Let $(X,Y,b)$ be a pairing, i.e. $X$ and $Y$ are real vector spaces and $b:X\times Y\to\mathbb R$ is bilinear. $\sigma(X,Y,b)$ is the weakest topology on $X$ such that $b(\cdot, y)$ is continuous for all $y\in Y$. Let $\Sigma$ be the Borel sigma algebra generated by $\sigma(X,Y,b)$.
Let $Z=\{ b(\cdot, y) :y\in Y \}$ and let $\Sigma'$ be the smalest $\sigma$-algebra such that all $z\in Z$ is measurable.
Under what conditions is it true that $\Sigma=\Sigma'$ ?
It is quite clear that $\Sigma'\subseteq \Sigma$, indeed all element of $z$ are $\sigma(X,Y,b)$-continuous and therefore $\Sigma$-measurable.
I am a little worried about the other direction, indeed suppose we have an open set $A=\bigcup_{i\in\mathcal I} z_i^{-1}(B_i)$ where $\mathcal I$ is uncountable, $z_i\in Z$ and $B_i$ some non empty open intervals.

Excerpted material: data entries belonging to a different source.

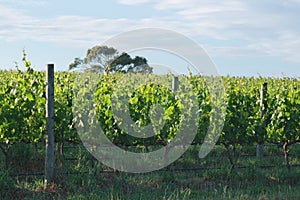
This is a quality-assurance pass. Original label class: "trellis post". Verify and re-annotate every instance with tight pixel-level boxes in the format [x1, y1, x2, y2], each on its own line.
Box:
[45, 64, 55, 187]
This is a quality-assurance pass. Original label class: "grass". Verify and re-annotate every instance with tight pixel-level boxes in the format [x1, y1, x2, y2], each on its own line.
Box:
[0, 144, 300, 200]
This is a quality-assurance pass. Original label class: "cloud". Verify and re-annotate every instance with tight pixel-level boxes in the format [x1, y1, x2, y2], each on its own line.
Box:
[0, 0, 48, 7]
[0, 0, 300, 63]
[118, 0, 153, 5]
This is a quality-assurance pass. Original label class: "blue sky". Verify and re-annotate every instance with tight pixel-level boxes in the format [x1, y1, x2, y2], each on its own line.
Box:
[0, 0, 300, 77]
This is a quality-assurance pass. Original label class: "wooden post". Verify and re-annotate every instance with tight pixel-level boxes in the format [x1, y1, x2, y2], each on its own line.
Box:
[172, 76, 178, 92]
[256, 83, 268, 159]
[45, 64, 54, 187]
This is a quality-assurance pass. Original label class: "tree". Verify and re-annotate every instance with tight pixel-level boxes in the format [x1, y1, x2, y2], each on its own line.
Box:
[69, 46, 153, 73]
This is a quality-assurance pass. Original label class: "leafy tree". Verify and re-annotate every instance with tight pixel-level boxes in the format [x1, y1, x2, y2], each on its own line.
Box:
[69, 46, 152, 73]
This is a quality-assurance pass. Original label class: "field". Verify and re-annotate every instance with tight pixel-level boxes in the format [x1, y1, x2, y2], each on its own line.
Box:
[0, 141, 300, 199]
[0, 58, 300, 199]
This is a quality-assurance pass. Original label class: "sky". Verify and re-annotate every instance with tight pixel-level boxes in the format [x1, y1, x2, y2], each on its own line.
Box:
[0, 0, 300, 78]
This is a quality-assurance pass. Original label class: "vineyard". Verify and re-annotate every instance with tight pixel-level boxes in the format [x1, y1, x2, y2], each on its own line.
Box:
[0, 57, 300, 198]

Then it feels like because the union is uncountable, this may not be in $\Sigma'$.
My goal is to try to define $\Sigma$ without appealing to topology in a document I am writing, I would like to avoid imposing a topological background on the people that might read it, hopefully it is doable in some way.

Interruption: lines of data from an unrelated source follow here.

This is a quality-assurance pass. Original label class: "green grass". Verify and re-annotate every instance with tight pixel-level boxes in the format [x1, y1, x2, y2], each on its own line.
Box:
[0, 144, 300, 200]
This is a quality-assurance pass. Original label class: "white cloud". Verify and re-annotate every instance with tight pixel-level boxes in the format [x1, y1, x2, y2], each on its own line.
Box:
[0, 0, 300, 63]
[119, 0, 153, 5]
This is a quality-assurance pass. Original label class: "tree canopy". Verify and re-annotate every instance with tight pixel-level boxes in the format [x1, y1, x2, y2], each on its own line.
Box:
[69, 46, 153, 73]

Any input on one of those two things would be most welcome.
An alternative definition without having to dwell too much into topology would be the following.

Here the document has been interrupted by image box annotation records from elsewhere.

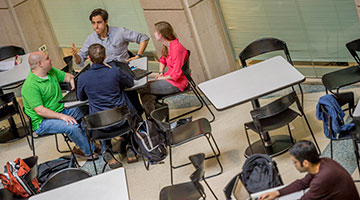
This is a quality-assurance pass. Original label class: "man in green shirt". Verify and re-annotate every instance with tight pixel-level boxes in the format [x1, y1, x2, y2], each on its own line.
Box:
[21, 52, 97, 158]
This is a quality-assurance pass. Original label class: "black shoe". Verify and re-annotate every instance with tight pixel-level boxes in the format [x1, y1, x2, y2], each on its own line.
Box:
[103, 151, 122, 169]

For any $A\subseteq X\times Y$, let $U_A=\{ z\in X : \forall (x,y)\in A, b(x,y)\leq b(z,y) \}$. Then let $\mathcal F=\{ U_A : A\subseteq X\times Y \}$, it is not too hard to show that $\sigma(\mathcal F)=\Sigma$.
I think this could do for my purpose but anything simpler would be most welcome.